Le carrozze di quel tempo erano ben diverse da quelle odierne
così svelte e leggere; eran pesanti macchine, sorrette da cinghie di
cuoio sopra ruote tozze e massiccie; veri monumenti ambulanti, avevan nondimeno qualcosa di magnifico e di imponente. Eran tirate
da quattro, sei, talvolta anche otto cavalli, tutti d’un manto, attaccati
a due a due, con bardature e finimenti ricchissimi, con pennacchi dai
vivaci colori sulla testa. Le qualità e i mezzi del signore si rivelavano
nella ricchezza delle scolture, nella bontà delle decorazioni pittoresche, spesso affidate ad artisti di grido, nella profusione dell’oro. Uno,
quattro o cinque pennacchi sormontavano la cupola; tende di seta
con frange d’oro pendevano nell’interno, tappezzato di cuoio o di
velluto. Il cocchiere troneggiava e veramente la cassetta su cui sedeva, coperta di una gualdrappa di velluto, con le armi della casa d’argento
e d’oro massiccio cesellato, pareva un trono, o un altare; ed egli un
nume, nella sua ricca livrea, e nel gesto solenne col quale teneva le
redini. Due o tre lacchè in livree non meno ricche, stavano ritti dietro
la cupola della carrozza, tenendosi a delle maniglie; e dinanzi ai cavalli, e ai fianchi della carrozza, andavano i volanti trotterellando, in
pugno le torce, che all’ave avrebbero acceso per rischiar la strada al
padrone, costretti a gareggiar col passo dei cavalli, a scansar cento
volte l’urto di altri volanti e di altre carrozze, o le zampe dei cavalli
caracollanti.
Nè meno ricche eran le portantine, graziosi ninnoli al paragone
delle carrozze, di seta, d’oro, di pitture, trasportate da servi in magnifiche livree, circondate anch’esse da volanti. Fra esse se ne vedeva
qualcuna più semplice, anzi sobria; o era da nolo, o apparteneva a
qualche medico o prete.
Una passeggiata in quel principio di secolo aveva dunque un
aspetto di magnificenza e di ricchezza, e una varietà di colori e di luccichii, di cui difficilmente oggi possiamo farci un’idea.

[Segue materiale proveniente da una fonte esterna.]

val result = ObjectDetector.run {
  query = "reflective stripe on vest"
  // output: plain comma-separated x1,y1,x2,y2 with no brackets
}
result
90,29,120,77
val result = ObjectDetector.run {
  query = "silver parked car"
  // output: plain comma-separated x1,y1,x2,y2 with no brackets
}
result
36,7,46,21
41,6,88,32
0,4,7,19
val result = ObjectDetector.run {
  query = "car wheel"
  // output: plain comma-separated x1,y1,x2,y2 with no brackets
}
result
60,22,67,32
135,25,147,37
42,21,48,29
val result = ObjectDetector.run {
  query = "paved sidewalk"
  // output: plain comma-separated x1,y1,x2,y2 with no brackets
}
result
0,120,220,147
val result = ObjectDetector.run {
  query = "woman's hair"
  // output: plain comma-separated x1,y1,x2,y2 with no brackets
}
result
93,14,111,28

In mezzo a questa magnificenza s’insinuava talvolta qualche carretto, o qualche “retina” di muli carichi o di sacchi di frumento o di
otri, che attardatisi per la strada, giungevano in Palermo sul tramonto;
e si fermavano dinanzi una taverna. I lacchè, insolenti e soverchiatori,
ributtavano da una parte carri e muli, quando non facevano in tempo
a lasciar libero il passo; nè si davan pensiero se qualche sacco andava
per terra, e il grano si spandeva.
Appunto nell’ora del passeggio, e quando più risplendeva la
pompa lussureggiante dei signori, un pomeriggio di settembre del
1713 scendeva dalla strada di Monreale verso Palermo un giovane
cavaliere, il cui assetto stonava maledettamente con quell’apparato
di ricchezza, e più con l’espressione del volto.

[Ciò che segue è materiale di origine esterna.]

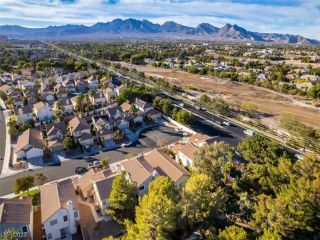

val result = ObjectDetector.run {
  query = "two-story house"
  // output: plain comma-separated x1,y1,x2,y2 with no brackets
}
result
54,98,74,115
74,169,118,221
54,84,69,99
92,117,113,142
0,198,33,239
33,102,53,122
14,128,43,160
118,149,190,196
68,116,93,146
46,121,67,152
40,179,80,240
14,106,33,123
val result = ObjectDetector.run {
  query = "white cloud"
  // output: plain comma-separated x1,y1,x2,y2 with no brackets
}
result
0,0,320,38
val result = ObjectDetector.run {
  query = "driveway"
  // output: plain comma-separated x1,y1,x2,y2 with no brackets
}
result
80,203,124,240
0,126,182,196
0,111,6,173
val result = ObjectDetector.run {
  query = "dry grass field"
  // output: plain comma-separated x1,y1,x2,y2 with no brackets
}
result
122,63,320,128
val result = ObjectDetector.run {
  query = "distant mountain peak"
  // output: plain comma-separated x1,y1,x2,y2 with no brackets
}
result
0,18,320,44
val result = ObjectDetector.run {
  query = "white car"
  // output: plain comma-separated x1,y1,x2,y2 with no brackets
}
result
294,153,303,160
88,160,101,169
243,129,255,137
222,121,230,126
121,141,132,147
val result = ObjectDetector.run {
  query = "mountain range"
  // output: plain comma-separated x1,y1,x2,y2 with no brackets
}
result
0,18,320,44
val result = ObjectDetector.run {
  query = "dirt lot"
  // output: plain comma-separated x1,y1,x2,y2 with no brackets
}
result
118,63,320,128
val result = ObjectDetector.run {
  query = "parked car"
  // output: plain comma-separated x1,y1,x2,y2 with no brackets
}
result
294,153,303,161
121,141,132,147
83,157,98,162
243,129,255,137
88,160,102,169
74,167,87,174
222,121,230,126
214,121,221,125
124,129,130,134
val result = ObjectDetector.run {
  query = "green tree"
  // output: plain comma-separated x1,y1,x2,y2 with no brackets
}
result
176,109,193,124
219,225,247,240
107,172,138,223
13,176,34,194
63,135,76,149
181,174,213,228
101,157,109,169
0,91,8,102
126,176,178,240
193,142,230,185
34,173,49,188
0,228,19,240
54,102,64,121
237,134,284,164
259,229,282,240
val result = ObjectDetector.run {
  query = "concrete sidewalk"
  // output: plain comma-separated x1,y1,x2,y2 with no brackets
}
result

Entrando in mezzo al lusso degli equidaggi, tra i bei cavalli caracollanti, cavalcati da giovani signori azzimati, profumati, inappuntabili, il giovane cavaliere non sembrò vergognarsi, ma tentando coi
lunghi sproni e con certi strettoni delle redini di infondere un po’ di
vivacità alla sua rozza stanca, infangata, teneva il capo eretto con aria
spavalda e quasi di sfida, senza curarsi degli sguardi curiosi e beffardi
e dei motteggi salati, coi quali era accolto il suo passaggio.